As I frequently do at this time of year, I’ve been looking back at the books I’ve read over the past 12 months, considering which ones I liked – and which I definitely didn’t. I’ve realised that, due to my sporadic blogging this year, I haven’t written a single post about books I’ve enjoyed, although it’s fair to say that most of the best have been in the last few months. Over the summer, it often took me a whole month to finish a single book, but thankfully I’ve had a bit more reading time since then! And now, on to my favourites:

The Wild Places – Robert McFarlane     We start the list with a piece of non-fiction – nature writing, to be precise. McFarlane has a wonderful way with words, and describes in great detail the sort of beautiful wild places in the UK that I would love to visit, if I only had the stamina. I actually read this quite early in the year, when in the middle of deciding whether to move out of Nottingham or not. Whilst it didn’t exactly sway me either way, The Wild Places was an important reminder of how deeply I missed the countryside (perhaps why it found its way into my reading list in the first place).

Embassytown – China Mieville     I’ve had a bit of a mixed experience with Mieville’s work. It’s so widely touted in SFF circles that I can’t help but be drawn in, but after reading four of his novels, I’ve not found any I’ve genuinely loved. Embassytown has come closest, though I have to admit that the vast majority of the world-building and science/linguistics went completely over my head. Still, it’s impossible not to admire Mieville’s work: he combines both fascinatingly original ideas with very real characters and emotions, and the world of Embassytown in particular is like nothing else I’ve read.

The Emperor’s Knife – Mazarkis Williams     There are a very small number of current fantasy authors whose work I religiously follow.
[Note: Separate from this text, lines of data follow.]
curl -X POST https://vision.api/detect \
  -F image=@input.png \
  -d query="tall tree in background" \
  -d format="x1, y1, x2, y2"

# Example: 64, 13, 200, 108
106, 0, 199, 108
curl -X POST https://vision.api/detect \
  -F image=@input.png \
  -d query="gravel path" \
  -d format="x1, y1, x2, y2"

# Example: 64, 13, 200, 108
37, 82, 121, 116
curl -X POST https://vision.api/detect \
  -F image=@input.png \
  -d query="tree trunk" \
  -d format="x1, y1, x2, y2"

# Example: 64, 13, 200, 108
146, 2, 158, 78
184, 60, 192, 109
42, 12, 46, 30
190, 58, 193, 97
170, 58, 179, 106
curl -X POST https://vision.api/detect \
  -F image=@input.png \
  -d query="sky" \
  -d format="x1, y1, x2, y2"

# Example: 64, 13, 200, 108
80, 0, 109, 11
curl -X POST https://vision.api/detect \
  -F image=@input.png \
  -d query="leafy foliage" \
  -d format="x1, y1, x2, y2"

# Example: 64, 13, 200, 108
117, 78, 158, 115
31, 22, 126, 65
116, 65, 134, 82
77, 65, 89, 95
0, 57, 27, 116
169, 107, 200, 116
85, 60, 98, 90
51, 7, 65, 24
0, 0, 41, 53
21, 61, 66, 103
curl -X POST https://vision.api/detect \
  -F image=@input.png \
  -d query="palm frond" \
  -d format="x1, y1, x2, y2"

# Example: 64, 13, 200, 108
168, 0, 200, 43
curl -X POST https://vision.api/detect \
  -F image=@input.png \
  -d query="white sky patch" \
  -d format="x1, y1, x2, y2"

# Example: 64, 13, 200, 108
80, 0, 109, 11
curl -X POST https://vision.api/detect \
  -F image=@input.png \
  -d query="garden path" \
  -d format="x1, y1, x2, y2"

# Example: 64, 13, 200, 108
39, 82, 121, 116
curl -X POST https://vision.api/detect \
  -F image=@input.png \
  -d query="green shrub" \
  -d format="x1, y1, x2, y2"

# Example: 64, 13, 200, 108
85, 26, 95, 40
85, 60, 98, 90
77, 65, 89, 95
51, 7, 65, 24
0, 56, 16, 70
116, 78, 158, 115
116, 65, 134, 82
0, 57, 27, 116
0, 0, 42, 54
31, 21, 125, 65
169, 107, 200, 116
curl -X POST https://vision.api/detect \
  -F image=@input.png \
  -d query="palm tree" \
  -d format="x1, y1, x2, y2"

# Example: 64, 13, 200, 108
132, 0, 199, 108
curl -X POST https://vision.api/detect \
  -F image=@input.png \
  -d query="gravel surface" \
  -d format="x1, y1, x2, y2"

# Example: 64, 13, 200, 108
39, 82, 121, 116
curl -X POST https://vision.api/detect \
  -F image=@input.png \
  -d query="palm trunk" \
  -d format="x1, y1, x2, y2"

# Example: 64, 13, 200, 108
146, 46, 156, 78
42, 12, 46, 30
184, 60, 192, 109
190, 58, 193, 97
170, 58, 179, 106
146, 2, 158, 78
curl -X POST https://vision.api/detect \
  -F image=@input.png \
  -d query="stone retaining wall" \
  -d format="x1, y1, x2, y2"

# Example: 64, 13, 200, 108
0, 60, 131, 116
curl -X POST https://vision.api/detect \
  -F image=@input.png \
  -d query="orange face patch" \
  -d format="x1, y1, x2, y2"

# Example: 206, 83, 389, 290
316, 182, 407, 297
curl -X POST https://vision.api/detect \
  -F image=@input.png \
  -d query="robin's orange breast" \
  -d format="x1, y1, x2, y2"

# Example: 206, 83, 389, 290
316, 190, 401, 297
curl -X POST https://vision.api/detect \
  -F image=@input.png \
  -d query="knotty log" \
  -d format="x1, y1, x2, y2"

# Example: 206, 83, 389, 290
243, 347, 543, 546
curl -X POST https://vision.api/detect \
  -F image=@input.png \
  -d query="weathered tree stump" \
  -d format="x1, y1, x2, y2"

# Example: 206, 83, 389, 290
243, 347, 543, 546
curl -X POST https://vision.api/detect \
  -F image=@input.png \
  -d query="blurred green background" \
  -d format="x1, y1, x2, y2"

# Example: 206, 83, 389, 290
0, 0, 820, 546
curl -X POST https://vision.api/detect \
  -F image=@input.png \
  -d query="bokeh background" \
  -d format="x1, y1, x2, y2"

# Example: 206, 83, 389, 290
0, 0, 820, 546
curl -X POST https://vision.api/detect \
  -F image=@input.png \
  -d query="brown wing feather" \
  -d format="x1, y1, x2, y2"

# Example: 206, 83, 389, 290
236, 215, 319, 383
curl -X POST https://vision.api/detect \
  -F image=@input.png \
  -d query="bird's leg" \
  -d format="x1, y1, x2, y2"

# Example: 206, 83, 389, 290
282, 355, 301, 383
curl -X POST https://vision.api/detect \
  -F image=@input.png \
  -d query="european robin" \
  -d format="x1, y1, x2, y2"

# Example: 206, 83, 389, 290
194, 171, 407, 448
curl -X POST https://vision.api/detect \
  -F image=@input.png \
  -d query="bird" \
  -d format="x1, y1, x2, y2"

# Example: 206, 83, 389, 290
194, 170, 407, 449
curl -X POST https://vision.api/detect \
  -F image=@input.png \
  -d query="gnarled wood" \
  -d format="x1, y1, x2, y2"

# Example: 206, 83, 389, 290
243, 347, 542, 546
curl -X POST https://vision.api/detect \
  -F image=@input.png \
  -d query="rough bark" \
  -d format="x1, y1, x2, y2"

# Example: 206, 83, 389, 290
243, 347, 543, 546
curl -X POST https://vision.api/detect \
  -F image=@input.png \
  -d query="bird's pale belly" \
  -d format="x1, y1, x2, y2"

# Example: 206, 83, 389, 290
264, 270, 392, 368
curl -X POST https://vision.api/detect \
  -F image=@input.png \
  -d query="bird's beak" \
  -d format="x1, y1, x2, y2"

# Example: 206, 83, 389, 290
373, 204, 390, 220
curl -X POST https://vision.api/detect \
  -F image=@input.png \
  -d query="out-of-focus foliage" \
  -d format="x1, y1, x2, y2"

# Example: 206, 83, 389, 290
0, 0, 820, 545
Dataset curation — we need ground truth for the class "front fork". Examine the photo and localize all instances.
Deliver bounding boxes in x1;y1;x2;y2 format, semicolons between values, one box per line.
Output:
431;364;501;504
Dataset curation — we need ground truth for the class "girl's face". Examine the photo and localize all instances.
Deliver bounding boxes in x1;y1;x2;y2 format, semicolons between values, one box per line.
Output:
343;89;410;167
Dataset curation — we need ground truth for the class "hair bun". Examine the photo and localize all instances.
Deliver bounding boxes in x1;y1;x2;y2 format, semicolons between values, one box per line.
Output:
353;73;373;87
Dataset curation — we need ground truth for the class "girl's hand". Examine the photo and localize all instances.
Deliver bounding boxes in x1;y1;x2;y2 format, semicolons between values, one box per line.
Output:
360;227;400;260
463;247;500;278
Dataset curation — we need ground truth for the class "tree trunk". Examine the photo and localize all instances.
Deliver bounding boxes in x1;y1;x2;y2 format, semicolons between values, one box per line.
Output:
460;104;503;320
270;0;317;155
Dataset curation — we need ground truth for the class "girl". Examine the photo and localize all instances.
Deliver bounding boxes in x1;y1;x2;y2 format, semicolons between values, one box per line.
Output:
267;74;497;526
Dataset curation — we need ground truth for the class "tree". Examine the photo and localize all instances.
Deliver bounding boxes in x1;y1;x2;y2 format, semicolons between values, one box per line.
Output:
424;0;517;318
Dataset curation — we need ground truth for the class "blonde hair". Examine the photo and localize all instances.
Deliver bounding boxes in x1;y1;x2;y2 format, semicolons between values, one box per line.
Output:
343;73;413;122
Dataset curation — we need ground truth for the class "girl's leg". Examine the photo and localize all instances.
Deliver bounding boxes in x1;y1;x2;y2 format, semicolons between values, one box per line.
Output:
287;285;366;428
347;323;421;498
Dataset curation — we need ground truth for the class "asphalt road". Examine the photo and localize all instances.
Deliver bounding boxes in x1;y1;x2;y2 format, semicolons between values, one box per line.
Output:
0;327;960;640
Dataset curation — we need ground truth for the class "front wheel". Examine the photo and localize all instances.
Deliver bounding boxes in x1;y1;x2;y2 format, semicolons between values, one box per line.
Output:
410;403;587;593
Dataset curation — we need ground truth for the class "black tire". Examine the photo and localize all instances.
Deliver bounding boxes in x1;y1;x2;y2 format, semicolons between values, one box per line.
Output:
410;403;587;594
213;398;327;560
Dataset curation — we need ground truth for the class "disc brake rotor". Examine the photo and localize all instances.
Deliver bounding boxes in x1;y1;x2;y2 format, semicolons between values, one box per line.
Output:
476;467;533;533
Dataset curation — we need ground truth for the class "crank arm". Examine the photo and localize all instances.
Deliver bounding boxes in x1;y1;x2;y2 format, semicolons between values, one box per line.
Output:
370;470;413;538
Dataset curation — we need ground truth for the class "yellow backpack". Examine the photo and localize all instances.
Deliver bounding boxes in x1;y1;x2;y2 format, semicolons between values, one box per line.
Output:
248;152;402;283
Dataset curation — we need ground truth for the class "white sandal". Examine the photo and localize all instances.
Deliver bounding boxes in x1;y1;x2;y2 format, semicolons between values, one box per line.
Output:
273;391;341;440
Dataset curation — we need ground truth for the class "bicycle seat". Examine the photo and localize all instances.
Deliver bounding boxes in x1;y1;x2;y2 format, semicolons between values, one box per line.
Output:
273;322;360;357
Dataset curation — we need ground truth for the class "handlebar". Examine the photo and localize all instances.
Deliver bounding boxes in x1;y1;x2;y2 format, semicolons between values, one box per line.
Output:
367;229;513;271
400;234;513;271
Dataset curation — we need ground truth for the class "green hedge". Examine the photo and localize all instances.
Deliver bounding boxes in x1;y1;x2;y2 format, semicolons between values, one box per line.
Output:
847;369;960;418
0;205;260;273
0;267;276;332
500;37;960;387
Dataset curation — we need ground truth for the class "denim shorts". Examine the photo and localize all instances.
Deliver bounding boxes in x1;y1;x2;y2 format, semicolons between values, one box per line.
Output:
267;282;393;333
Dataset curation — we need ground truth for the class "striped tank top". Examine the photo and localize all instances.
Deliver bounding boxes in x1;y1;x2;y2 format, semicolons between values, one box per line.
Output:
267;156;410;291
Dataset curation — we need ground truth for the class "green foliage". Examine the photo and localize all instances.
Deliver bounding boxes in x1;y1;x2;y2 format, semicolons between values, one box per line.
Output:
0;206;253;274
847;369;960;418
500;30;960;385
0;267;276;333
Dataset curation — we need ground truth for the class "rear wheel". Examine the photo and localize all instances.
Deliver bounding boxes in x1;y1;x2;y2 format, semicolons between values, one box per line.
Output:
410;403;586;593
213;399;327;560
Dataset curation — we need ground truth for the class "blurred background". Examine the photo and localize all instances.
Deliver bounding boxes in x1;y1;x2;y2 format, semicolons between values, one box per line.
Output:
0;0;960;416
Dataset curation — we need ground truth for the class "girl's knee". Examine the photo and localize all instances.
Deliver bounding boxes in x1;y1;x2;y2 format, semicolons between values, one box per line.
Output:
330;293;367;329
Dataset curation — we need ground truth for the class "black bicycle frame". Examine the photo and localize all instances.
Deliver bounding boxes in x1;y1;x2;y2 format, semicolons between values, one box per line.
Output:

Although all are unique in their own ways, they all share in common interesting world-building, strong female characters, characters who have real problems (as in relationships and families, not just how to save the world), and sublime, often subtle writing. Having read The Emperor’s Knife, I already suspect Williams may fall into this category from now on. (As an aside, all those other writers are female, and Williams’ name is ambiguous enough that I would have said they are too, except I’ve seen suggestion online that they’re actually a well-known male author writing under another name, which discounts my theory!)

Falling Kingdoms – Morgan Rhodes     These last two are late entries, actually books I read over Christmas. Falling Kingdoms is YA fantasy, and whilst the cover comparison to George RR Martin is a bit silly, I can at least see where they’re coming from. Rhodes’ work is refreshingly unsentimental for YA, and at least in the first book there’s a lot of blood, a lot of death and nothing like a happy ending. The sort of book I enjoy immensely, in other words!

Among Others – Jo Walton     Finally, something different again. Among Others is written in diary-form, and set around the Welsh/English border in 1979/80. It’s described as being semi-autobiographical but I don’t know enough about Walton to know how much is true (and suspect that’s partly the point). Still, it’s a classic coming-of-age-with-magic story, with a strong and distinctive voice, and an ending that was everything I hoped for. (Although I have to disagree with Walton on the subject of cows. All cows are stupid and bovine, no matter their colour, but that doesn’t mean they’re not all lovely.)

So, there’s my 2013 book list, with nothing like real reviews and more asides than you can shake a stick at. What have you enjoyed reading recently?